Some minor issues are listed below:

• The authors reported the formation of CuH-1L (and CuH-2L) species in the Cu(II)/GHK system. In this complex, the binding of OH is expected. However, it was also reported in the literature that the copper(II) and palladium(II) complexes of peptides containing XaaHis motif are able to promote the deprotonation of N1 of imidazole moiety. Could the author provide any proof for the deprotonation of coordinated water molecule?

 

To address this comment, we have added the word “probably” in the statement on line 81: “The first probably corresponds to a water molecule (pK = 9.61) within the equatorial plane of the Cu(GHK) species.” We have also added the following statement (beginning at line 83): “The aforementioned assignment of the deprotonation to a water molecule instead of an imidazole N1 from another Cu(GHK) complex (with concomitant polynuclear species formation) is rationalized by the lack of drastic changes of CD parameters that would be expected upon formation of imidazole-bridged dimeric or tetrameric species [21–23]”, adding the citations of Daniele et al. (J. Chem. Soc. Dalt. Trans. 1991, 2711–2715) and Farkas et al. (J. Chem. Soc., Dalt. Trans. 1984, 3, 611–614).

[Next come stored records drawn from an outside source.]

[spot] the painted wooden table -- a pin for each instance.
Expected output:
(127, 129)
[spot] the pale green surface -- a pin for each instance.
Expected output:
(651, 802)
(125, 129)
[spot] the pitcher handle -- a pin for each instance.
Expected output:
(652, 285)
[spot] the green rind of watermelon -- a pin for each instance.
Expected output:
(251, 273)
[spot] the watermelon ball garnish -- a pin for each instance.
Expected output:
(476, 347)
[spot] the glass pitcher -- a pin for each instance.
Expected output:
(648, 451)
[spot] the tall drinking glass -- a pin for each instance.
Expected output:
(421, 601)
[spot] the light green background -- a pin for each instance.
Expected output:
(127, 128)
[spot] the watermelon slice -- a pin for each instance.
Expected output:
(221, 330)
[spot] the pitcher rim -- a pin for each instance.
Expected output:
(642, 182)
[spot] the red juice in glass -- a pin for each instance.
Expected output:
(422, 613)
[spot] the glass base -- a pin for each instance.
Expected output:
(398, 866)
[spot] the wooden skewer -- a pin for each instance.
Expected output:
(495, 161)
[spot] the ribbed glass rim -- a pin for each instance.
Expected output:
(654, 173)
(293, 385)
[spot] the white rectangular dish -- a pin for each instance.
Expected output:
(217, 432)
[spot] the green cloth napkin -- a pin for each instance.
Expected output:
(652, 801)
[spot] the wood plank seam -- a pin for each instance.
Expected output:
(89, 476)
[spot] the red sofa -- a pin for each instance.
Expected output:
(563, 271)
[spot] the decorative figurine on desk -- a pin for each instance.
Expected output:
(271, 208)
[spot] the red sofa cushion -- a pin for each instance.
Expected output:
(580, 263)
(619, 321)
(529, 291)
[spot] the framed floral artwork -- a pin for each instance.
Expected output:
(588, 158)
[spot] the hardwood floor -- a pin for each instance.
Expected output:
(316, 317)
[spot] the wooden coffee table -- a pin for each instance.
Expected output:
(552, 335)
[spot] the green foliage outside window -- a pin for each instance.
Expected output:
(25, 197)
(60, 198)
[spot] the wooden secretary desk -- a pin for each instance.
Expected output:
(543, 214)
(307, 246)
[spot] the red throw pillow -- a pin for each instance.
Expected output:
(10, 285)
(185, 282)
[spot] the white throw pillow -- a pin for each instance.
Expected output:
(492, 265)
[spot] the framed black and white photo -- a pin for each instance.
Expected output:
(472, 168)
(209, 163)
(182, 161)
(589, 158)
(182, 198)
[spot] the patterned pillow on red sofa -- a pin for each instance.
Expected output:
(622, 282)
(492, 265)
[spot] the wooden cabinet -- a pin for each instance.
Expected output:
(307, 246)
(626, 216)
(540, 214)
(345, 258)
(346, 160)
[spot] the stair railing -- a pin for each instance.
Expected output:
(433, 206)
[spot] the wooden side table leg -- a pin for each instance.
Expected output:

Because we have added two new references, all reference numbering starting from line 87 has been updated.

 

• For the Cu(II)/GHK/UCA ternary system, the copper(II) is accommodated by the 4 nitrogens in the equatorial plane. However, the carboxylate function of the UCA may contribute to the metal binding in the axial positions. EPR parameters of this complex have not been reported, but it can help to assign the donor groups in the axial positions.

 

We agree that carboxylate function of the UCA may contribute to the metal binding in the axial positions, however EPR parameters of the ternary system will not provide insight into axial ligands because their metal-ligand coupling is too small to be resolved using CW-EPR.

Reviewer 3 Report

This is a nice work concerning complexation of copper(II) in the presence of GHK. The authors made a great number of studies to conclude that complex [GHK][Cu(II)][cis-urocanic acid] can form in human tissues which is responsible for known  biological effects of GHK and urocanic acid.

The authors provide enormous experimental work: they used UV/vis, CD and EPR spectroscopies to study the interaction between GHK and copper ions in the presence of additional ligands, including protonation processes. Titration calorimetry and potentiometry were used. A number of reactions were studied and binding constants were calculated.  No doubt that further investigations of biological properties of ternary GHK complexes should be performed.

This work is interesting and shoud be published in the Journal as it is.

Author Response

The Reviewer did not request any changes.